Il y a aussi un point essentiel qui est oublié: comment dévalue-t-on une monnaie? La valeur de la monnaie est déterminée par les echanges sur les marchés des devises. Une monnaie peut-être
dévaluée dans un système de changes fixes. En fait, elle est dévaluée parce que sa valeur ne correspond plus à sa parité fixe. La dévaluation ne fait que rétablir un équilibre. Les choses peuvent
aller mieux pour le pays, car pour maintenir sa parité trop élevée, il avait dû faire des efforts, comme relever ses taux d'intérêt par exemple.


Mais ce n'est pas automatique.


Dans un système de change mobile, défini par le marché, il n'y a plus de dévaluation décidée par les autorités. Tout au plus celles-ci peuvent-elles soutenir la monnaie, pour qu'elle ne baisse
pas, mais ce n'est pas évident.


Aujourd'hui, manifestement, la BCE ne soutient pas l'euro. Qui se dévalue par rapport au dollar.



L'ignoble infreequentable 28/06/2010 10:00


Y'a aussi un problème d'équité qui n'est jamais abordé par qui que ce soit.

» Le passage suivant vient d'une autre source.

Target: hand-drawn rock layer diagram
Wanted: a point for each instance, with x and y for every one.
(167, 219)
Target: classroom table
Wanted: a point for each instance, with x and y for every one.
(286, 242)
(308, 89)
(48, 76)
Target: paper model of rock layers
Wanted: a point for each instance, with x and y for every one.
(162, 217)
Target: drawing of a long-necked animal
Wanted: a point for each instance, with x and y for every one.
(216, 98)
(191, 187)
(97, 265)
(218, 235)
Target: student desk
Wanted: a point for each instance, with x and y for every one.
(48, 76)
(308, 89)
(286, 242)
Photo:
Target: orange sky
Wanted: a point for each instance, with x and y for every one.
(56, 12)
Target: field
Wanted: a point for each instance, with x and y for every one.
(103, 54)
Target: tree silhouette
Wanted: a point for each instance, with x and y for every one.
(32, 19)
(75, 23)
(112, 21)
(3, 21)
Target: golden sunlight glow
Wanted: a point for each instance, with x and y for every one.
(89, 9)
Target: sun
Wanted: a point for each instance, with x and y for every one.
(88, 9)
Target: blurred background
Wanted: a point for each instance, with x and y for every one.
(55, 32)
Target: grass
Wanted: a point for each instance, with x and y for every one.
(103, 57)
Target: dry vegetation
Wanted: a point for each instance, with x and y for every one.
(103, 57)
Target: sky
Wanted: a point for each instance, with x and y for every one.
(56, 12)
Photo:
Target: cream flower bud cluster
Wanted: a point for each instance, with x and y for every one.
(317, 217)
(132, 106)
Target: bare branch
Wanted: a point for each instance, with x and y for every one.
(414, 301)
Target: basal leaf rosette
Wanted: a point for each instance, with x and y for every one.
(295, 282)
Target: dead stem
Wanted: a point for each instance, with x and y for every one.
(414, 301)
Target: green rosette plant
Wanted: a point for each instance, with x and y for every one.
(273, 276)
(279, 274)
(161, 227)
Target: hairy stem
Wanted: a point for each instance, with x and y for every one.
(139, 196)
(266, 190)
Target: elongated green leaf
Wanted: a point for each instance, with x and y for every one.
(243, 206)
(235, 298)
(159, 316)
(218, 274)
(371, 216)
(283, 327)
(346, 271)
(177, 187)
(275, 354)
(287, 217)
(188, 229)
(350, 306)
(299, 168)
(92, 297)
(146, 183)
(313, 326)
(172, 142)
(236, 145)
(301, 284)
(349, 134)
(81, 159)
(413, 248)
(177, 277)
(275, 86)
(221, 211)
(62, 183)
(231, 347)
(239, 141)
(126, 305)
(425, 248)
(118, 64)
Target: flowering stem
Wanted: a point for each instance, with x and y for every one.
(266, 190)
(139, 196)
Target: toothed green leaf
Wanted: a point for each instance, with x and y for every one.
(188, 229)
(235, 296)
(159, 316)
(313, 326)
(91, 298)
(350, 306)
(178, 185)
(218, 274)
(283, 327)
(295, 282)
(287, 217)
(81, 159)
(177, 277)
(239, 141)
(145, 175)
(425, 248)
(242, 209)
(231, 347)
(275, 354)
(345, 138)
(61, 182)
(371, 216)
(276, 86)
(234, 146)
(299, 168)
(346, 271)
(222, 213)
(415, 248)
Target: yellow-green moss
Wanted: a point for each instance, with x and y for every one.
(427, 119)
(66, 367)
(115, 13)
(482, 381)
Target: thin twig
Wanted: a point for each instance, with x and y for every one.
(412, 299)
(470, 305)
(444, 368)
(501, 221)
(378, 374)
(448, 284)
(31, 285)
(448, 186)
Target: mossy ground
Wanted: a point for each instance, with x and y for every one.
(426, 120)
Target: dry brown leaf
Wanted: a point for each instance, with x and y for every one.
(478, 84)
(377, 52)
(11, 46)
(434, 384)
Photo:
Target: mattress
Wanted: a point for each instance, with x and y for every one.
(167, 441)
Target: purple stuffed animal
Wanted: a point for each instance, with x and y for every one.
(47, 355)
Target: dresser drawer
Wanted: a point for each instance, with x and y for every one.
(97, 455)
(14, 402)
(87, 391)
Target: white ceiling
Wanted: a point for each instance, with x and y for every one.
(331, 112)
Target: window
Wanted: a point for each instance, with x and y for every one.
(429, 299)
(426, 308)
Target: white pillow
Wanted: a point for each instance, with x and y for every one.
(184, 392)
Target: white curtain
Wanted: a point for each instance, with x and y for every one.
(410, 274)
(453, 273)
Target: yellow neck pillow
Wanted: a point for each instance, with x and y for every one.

Quand je vois un type qui bosse 35 heures sur 40 ans de cotisation à raison de 47 semaines par ans (quand ce n'est pas moins dans les travaux "pénibles" tels que nos cheminots...), soit un quota de
65.800 heures sur une vie de labeur et...
Quelques cas spécifiques tels que ceux des cadres et agents de maîtrise, qui bossent 55 heures/semaines, voire plus (j'en suis à 60...) et qu'on va faire lanterner 42 ans, soit un quota de plus de
108.000 heures pour une retraite à peine supérieure (régimle général plus complémentaire) alors qu'ils ont ramés à "faire produire" et "produire" eux-même 65 % de plus, y' comme une ânerie létale
dans le système !

Parce que bien sûr, mieux payés, ils sont "mieux" taxés et n'ont jamais eu accès à quoique ce soit comme abattements fiscaux ou social, ni aucun avantage de prime sociale de solidarité, payent les
repas de leurs gosses plein tarif à la cantine, n'ont pas accès aux bourses de leurs enfants étudiants, ni aux tarifs réduits dans les transports qu'on veut leur faire prendre "en commun", etc,
etc.

Délires, délires !


Vladimir Vodarevski 28/06/2010 11:28



As-t-on les moyens pour que la retraite soit le reflet fidèle du produit réalisé durant la vie active, sachant que l'on veut aussi assurer un niveau de vie décent à ceux qui ont produit moins?


Le problème est qu'on a trop fait rêver les français. La retraite est d'abord un système pour ne pas tomber dans l'indigence quand on n'a plus les moyens de travailler. Puis, peu à peu, elle est
devenu la troisième partie de la vie, après l'apprentissage et le travail, pendant laquelle on profite de la vie.


Mais nous avons été trop vite dans cette évolution, sans en avoir les moyens, et sans tenir compte de la démographie.Le retour de manivelle fait d'autant plus mal.


On revient toujours au problème de base: notree système social dépend de la production de richesse du pays. Et, aussi, de la gestion de l'argent public.